High-dimensional QKD with abstract mutually unbiased bases

Question

In trying to understand the mathematical details of high-dimensional QKD with few mutually unbiased bases. First, prepare a state $|\psi\rangle \in H^d$ as a linear combination of a first orthonormal basis $A$. Then use a second mutually unbiased basis B as the Hamiltonian POVM operator.

What is the probability of observing the value associated to $|b_i \rangle$? The probability is $\frac{1}{d}$.

$\langle \psi | b_i \rangle \langle b_i | \psi \rangle = (\sum_s \alpha_s^* \langle a_s|b_i\rangle) (\sum_t \alpha_t \langle b_i |a_t\rangle) = \sum_j \alpha_j^* \alpha_j \langle a_j|b_i\rangle \langle b_i |a_j\rangle + \sum_{s \neq t} \alpha_s^* \alpha_t \langle a_s|b_i\rangle \langle b_i |a_t\rangle = \frac{1}{d}$.

Since $|\langle a_s|b_i\rangle|^2 = \frac{1}{d}$ (mutually unbiased bases), the first summation with the index $j$ is simply $\frac{1}{d}$.

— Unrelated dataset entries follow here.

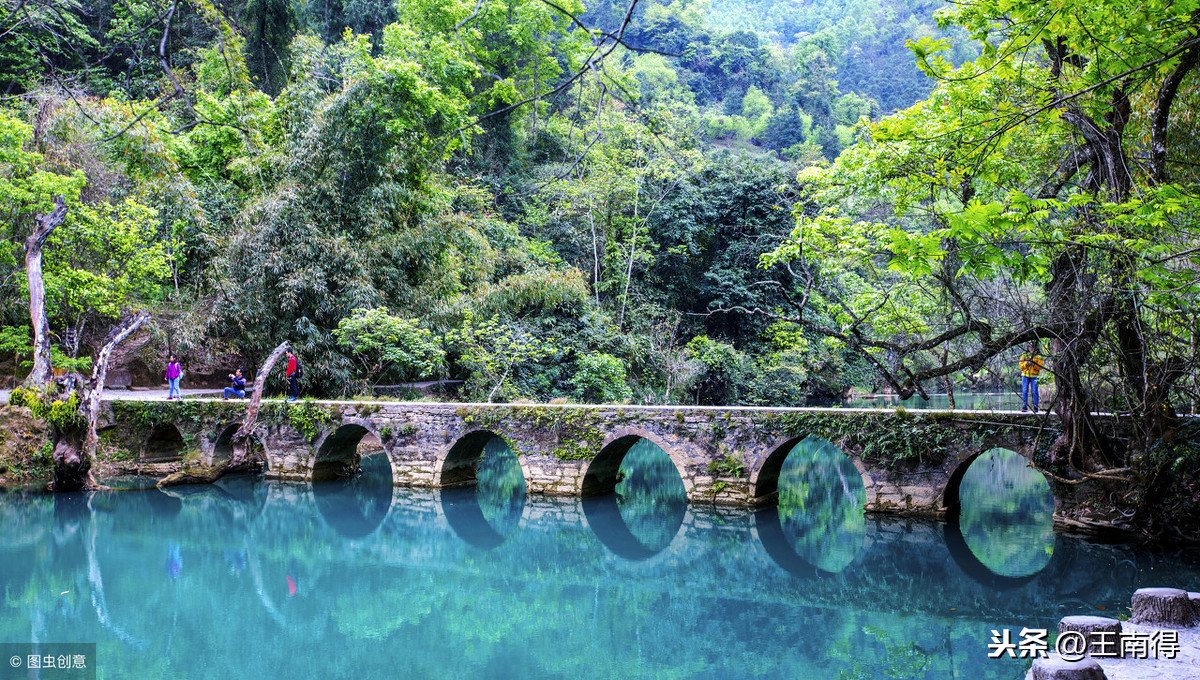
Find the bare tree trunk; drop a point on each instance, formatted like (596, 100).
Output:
(46, 224)
(75, 447)
(240, 440)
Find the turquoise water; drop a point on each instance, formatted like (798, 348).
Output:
(357, 579)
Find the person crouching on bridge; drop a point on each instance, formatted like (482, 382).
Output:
(293, 375)
(1031, 367)
(237, 385)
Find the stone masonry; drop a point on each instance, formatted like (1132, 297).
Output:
(910, 462)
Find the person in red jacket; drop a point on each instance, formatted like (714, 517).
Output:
(293, 374)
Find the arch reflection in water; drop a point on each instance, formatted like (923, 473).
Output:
(646, 509)
(487, 512)
(357, 505)
(1007, 515)
(821, 499)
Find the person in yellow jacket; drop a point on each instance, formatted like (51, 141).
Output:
(1031, 367)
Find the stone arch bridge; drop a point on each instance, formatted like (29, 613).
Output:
(911, 462)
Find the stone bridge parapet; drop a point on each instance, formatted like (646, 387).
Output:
(910, 462)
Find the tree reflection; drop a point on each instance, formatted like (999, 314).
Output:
(355, 506)
(651, 497)
(821, 503)
(486, 512)
(1007, 513)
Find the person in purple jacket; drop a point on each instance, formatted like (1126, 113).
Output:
(174, 372)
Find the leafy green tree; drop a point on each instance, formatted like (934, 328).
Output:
(492, 349)
(389, 347)
(1073, 242)
(600, 379)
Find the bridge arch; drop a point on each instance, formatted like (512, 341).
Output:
(601, 473)
(222, 441)
(972, 539)
(165, 441)
(337, 452)
(765, 480)
(952, 500)
(456, 467)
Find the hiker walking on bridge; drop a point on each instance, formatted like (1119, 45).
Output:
(1031, 365)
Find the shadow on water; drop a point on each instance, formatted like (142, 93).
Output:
(643, 513)
(357, 505)
(204, 583)
(1006, 519)
(487, 512)
(820, 506)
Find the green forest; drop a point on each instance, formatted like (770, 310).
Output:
(735, 202)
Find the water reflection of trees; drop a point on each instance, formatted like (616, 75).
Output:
(821, 499)
(499, 487)
(549, 602)
(651, 495)
(1007, 513)
(355, 506)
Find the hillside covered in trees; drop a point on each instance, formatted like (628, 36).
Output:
(545, 199)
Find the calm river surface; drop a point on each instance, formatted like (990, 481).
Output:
(358, 579)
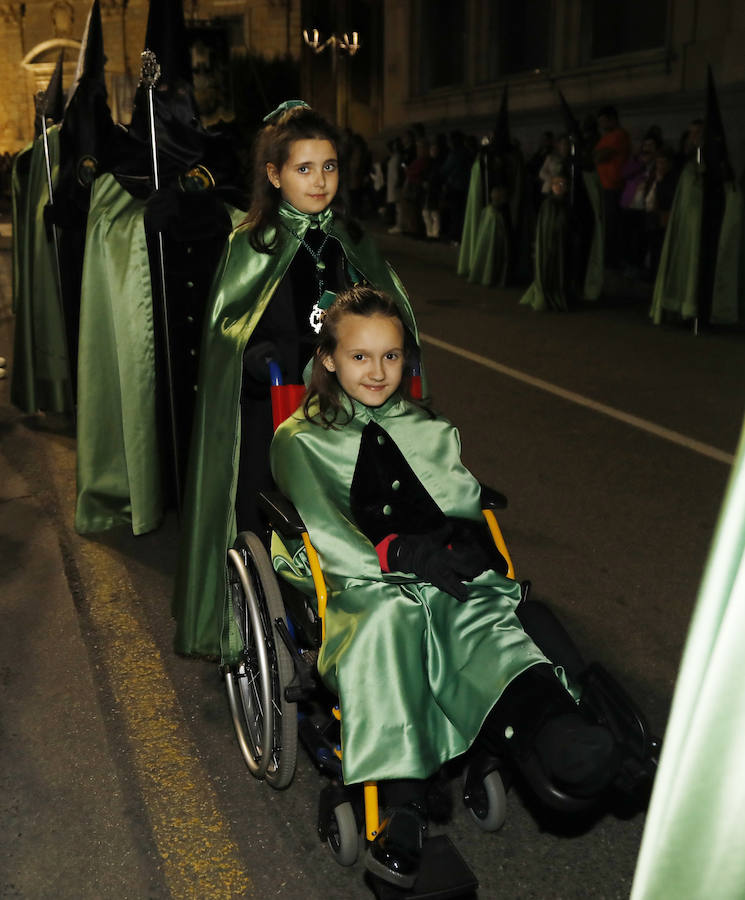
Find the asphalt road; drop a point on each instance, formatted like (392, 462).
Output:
(120, 773)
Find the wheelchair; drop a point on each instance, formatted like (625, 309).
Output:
(275, 695)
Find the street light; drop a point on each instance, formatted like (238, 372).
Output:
(342, 43)
(337, 44)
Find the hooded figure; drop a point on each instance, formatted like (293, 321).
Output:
(127, 454)
(494, 222)
(568, 264)
(698, 274)
(41, 371)
(86, 138)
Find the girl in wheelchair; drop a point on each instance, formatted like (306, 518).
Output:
(278, 271)
(422, 642)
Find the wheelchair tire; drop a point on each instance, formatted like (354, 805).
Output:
(343, 834)
(261, 715)
(490, 811)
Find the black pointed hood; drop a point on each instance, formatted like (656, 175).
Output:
(502, 141)
(714, 144)
(166, 37)
(571, 125)
(53, 103)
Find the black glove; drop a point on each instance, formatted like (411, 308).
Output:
(473, 546)
(428, 556)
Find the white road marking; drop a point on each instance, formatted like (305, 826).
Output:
(666, 434)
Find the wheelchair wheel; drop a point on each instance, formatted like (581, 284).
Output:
(488, 803)
(343, 834)
(265, 723)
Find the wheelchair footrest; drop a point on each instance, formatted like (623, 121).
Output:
(443, 875)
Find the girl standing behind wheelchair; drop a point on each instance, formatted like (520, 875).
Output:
(281, 267)
(422, 646)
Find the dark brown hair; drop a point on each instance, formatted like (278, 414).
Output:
(359, 300)
(273, 145)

But the problem, I do not see why the second summation with the indices $s \neq t$ is equal to $0$. The phases of each element should cancel out ($\langle a_s|b_i\rangle = e^{i\theta} \cdot 1/ \sqrt{d}$).Furthermore, can I derive this result without having to deal explicitly with the phases?

Answer 1

There should be additional restrictions on $|\psi\rangle$ for this to hold. The counter example that comes to mind is $|a_i\rangle = |i\rangle$ and $|s_i\rangle = Z^i |+\rangle$. We can write $|\psi\rangle = \frac{1}{\sqrt{2}}|0\rangle+\frac{1}{\sqrt{2}}|1\rangle$ which is written with respect to basis $A$ but of course if we measure in basis $B$ the outcome is always $0$.

This isn't too surprising $A$ is a basis, so the property that any state $|\psi\rangle$ can be written as a linear combination of $|a_i\rangle $ is always true and the result of measuring $|\psi\rangle$ in the B basis should be independent of the fact other Bases exist.

I'm guessing the original question was about measuring any state $|a_i\rangle$ in the B basis which as you showed, will yield a uniformly random result.

Answer 2

Effectively, I arrived overnight with the same kind of answer. I was looking too much to the problem of the Mutually Unbiased Bases (MUB) and I was forgiving the original problem (the QKD). In the original BB84 protocol, the two MUB are $(|0\rangle , |1\rangle)$ and $(|+\rangle , |-\rangle)$. So, Alice (the source) choses a basis, and then sends any vector of that basis. If Bob (the legitimate destination) measures the received quantum state in the same basis, he will retrieve the exact vector with probability 1. If he choses the other basis, he will retrieve any vector of that basis with probability 0.5. So the protocol sends a vector of one of the bases and not a linear combination of these vectors. This is the mistake that I did.

I was trying to forge a state of the form $\alpha |0\rangle + \beta |1\rangle$ which measurement with the basis $(|+\rangle , |-\rangle)$ gives either vector with probability 0.5. This is rarely possible. Simply consider the example $0.8 |0\rangle + 0.6 |1\rangle$ - the sum of the squared coefficients is equal to 1, as expected. In such a case, measuring that state with the basis $(|+\rangle , |-\rangle)$ gives $|+\rangle$ with probability 0.98 and $|-\rangle$ with probability 0.02. The error was abstracting the choice of the MUB, and forgiving the classic ones.